Characteristics of Included Studies
| Study | Country | Case Samples | Controls | Baseline Mean-Age | Gender | Study type | Measure used for P. gingivalis | Measure used for AD | Follow-up | Quality Assessment |
| (Noble et al., 2014) [42] | USA (Manhattan) | 110 incident AD cases | 109 without incident CI at last follow-up | Cases: 79 Controls: 72 | 67.8% Female | Case-cohort study | Serum IgG AB levels by checkboard immunoblotting | Series of neurological tests CARE- Diagnostic Interview | 5 years | 11/14 (79%) |
| (Ide et al., 2016) [40] | UK (South Hampton) | 22 mild/moderate AD Patients with PD | 37 mild AD Patients w/out PD | Cases: 74.9 Controls: 79.4 | 49.2% Female | Observational cohort study for 6 months | Venous blood sample for CRP, pro-cytokine TNFα, IL10, and AB to PG. Number of teeth and full periodontal chart for presence or absence of periodontitis | NINCDS-ARDRA1 ADAS-cog2 sMMSE | 6 months | 10/14 (71%) |
| (Poole et al., 2013) [10] | UK (New Castle) | 10 AD brain samples | 10 Non-AD brain samples | Cases: 80.2 Controls: 74.8 | N/A | Random case-control | Immunolabelling and immunoblotting with anti-PG | Confirmed AD brain samples | N/A3 | 7/11 (64%) |
| (Sparks Stein et al., 2012) [43] | USA (University of Kentucky) | 35 developed AD. (46 developed MCI, 81 in total) | 77 cognitively intact | Cases: 74.1 (for AD) Controls: 70 | Cases: 74.3% Female Control: 58.4% Female | case-control study nested within a cohort study. | Venous blood evaluation for levels of IgG AB to the oral bacteria | NINCDS-ARDRA1 McKann et al.

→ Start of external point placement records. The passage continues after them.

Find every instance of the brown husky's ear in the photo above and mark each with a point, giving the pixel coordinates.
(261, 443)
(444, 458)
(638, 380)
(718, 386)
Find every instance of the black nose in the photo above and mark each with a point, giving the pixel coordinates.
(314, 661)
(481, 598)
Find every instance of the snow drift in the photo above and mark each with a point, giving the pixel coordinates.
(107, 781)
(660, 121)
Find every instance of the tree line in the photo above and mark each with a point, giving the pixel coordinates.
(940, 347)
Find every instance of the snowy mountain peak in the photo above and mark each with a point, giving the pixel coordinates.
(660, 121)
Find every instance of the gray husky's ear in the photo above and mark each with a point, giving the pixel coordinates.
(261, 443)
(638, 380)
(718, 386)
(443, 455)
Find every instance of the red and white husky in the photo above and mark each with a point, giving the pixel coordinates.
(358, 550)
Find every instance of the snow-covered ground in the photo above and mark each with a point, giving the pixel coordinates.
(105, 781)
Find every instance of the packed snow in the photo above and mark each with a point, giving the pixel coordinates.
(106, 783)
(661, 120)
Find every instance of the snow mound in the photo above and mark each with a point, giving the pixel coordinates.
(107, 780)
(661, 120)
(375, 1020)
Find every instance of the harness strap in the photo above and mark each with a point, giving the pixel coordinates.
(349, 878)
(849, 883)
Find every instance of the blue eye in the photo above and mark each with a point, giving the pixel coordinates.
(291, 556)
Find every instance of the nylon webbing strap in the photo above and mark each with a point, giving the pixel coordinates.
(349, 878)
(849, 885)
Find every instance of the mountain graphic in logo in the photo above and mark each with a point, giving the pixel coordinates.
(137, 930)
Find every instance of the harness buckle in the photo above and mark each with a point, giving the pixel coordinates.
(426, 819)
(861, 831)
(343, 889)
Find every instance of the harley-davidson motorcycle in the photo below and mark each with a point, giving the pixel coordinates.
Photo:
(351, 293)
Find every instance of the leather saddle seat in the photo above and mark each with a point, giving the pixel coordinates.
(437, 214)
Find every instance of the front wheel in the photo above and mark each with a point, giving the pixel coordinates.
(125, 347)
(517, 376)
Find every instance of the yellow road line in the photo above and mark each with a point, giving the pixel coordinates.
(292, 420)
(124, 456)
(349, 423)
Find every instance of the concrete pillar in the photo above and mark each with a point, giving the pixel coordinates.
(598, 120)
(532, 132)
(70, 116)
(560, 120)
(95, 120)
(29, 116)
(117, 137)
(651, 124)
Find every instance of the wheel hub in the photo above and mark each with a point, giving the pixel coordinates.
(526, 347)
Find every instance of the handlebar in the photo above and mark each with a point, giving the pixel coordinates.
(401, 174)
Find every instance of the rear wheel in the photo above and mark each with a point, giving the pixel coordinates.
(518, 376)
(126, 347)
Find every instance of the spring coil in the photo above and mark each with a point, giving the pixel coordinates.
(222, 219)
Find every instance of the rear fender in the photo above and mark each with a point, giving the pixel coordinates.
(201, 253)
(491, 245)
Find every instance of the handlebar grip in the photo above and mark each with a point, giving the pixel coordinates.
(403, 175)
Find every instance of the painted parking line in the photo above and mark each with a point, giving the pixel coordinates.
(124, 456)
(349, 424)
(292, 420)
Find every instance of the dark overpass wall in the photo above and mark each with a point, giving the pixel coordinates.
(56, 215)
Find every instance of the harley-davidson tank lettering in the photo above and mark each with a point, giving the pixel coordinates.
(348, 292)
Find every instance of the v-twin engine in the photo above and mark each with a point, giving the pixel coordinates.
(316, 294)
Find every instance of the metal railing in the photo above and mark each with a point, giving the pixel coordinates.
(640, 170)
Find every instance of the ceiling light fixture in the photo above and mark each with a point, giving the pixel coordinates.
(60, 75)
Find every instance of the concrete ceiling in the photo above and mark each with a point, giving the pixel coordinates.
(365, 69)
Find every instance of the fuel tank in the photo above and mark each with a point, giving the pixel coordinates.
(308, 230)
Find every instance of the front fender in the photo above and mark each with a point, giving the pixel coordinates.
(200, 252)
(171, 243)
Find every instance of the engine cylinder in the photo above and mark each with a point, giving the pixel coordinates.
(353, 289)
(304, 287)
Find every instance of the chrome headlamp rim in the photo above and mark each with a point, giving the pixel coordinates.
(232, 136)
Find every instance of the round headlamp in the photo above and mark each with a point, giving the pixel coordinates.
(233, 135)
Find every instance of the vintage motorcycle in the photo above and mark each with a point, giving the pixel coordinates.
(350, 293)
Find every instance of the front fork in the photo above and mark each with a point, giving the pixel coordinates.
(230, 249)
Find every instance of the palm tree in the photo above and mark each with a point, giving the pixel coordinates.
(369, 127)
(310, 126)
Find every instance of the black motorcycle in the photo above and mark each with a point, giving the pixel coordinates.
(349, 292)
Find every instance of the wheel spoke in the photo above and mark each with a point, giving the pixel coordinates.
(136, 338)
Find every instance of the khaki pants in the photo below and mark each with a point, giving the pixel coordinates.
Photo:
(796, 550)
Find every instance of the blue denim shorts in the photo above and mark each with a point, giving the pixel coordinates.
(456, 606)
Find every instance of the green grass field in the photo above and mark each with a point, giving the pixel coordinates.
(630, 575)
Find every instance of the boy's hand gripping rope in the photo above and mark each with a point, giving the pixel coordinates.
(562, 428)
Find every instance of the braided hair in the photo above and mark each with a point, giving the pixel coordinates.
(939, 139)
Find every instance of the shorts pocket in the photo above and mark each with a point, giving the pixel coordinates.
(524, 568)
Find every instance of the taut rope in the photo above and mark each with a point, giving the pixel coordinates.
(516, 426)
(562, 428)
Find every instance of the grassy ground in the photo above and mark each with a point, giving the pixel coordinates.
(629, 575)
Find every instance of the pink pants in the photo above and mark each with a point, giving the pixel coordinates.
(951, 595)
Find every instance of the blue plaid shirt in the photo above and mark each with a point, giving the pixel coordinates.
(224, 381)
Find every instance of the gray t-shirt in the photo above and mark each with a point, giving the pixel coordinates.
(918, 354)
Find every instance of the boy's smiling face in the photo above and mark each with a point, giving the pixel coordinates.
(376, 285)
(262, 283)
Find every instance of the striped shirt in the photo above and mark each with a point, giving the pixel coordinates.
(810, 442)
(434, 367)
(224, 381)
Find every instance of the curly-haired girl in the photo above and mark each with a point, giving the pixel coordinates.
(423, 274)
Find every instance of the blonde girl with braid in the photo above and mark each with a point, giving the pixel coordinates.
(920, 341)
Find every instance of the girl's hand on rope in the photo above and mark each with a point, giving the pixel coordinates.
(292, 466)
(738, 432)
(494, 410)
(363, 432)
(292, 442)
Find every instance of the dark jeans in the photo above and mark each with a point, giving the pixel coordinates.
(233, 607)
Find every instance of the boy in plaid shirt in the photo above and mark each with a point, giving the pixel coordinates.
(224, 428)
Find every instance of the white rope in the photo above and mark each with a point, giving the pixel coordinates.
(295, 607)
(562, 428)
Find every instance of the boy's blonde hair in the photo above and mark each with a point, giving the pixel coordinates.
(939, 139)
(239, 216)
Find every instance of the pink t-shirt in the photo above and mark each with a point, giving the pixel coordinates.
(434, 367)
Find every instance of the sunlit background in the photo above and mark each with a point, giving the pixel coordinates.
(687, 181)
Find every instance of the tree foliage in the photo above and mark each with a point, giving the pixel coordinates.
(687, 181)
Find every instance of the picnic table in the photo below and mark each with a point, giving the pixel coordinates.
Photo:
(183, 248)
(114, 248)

Criteria: MMSE | Cases: 9.6–9.8 years Controls: 12.5 years | 8/12 (67%) |
| (Laugisch et al., 2018) [41] | Germany | 20 AD patients | 20 DEM-noAD5 patients | Cases: 58.3 Controls: 61.1 | Cases: 55% Female Control: 40% Female | pilot observational study | CSF by lumbar puncture Blood serum Full clinical periodontal examination Subgingival biofilm sample and gingival crevicular fluid | AD by:NIAA (2011) guideline4, MMSE CSF for biomarkers MRI CERAD | N/A1 | 8/12 (67%) |
| (Kamer et al., 2009) [44] | USA (New York) | 18 AD patients | 16 cognitively normal | Cases: 40–65 (n = 2), 66–79 (n = 6), > 80 (n = 10) Controls: 40–65 (n = 7), 66–79 (n = 6),>80 | Cases: 78% Female Control: 94% Female | Longitudinal case study | Fasting plasma for IgG AB and cytokine levels APOE genotyping using frozen whole blood. | NINCDS-ARDRA1 DSM-IV MMSE | N/A3 | 8/12 (67%) |
IgG, immunoglobulin; AD, Alzheimer’s disease; TD, Treponema denticola; TF, Treponema forsythia; PG, Porphyromonas gingivalis; AB, antibody; sMMSE, standardized Mini-Mental Examination; LPS, lipopolysaccharides; MRI, magnetic resonance imaging; CSF, cerebrospinal fluid; APOE, Apolipoprotein E; CERAD, Consortium to Establish a Registry for Alzheimer’s Disease; DSM-IV, Diagnostic and Statistical Manual for Mental Diseases- 4th Edition. 1NINCDS-ADRDA National Institute of Neurological and Communicative Disorders and Stroke and the Alzheimer’s Disease and Related Disorders Association. One of the most commonly used criteria in the diagnosis of Alzheimer’s disease [70]. 2ADAS-COG, Alzheimer’s Disease Assessment Scale-cognitive subscale. 3Not Applicable or available. 4National Institutes of Health and the Alzheimer’s Association Guidelines published in 2011. It includes new revised diagnostic clinical criteria for Alzheimer’s disease. The new guidelines include a deeper understanding of the early stages of the disease [71]. 5In the study by Laugisch et al. [41], the controls used were patients diagnosed with dementing diseases other than Alzheimer’s disease.